According to the paper as a result of the identified new external financing, the projected net domestic borrowing by the Government had been reduced from Sh586.5 billion to Sh316 billion, which is consistent with the government's economic programme.
“The MPC observed that revised borrowing requirements should exert downward pressure on domestic interest rates, while the additional external financing will bolster the foreign reserves of the CBK,” added the paper.
The new changes mean that external financing for this year’s budget is now projected at Sh448.7 billion, way above the Sh131.0 billion approved in June.
However, this is a downgrade from the Sh475.8 billion that had been tabled as a revise projection by the National Treasury in August
In the projections, domestic borrowing for the 2023/2024 financial year is now at Sh415.0 billion, down from Sh587.0 billion approved in June.

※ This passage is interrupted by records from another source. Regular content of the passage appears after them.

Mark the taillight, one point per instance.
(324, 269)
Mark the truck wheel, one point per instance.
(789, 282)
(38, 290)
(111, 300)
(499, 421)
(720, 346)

In FY 2022/23, the allocation to development in the revised budget was 27.9 percent of the total expenditures while the actual expenditures were 25.2 percent.
“This performance was below the set threshold on account of the rationalisation of Government expenditures to reduce the fiscal deficit in line with the Government’s agenda as well as below target disbursements for externally funded projects,” noted the paper.
In FY 2023/24, the allocation for development expenditure is 34.4 percent of ministerial Government expenditure and is projected to remain above the 30 percent threshold over the medium term.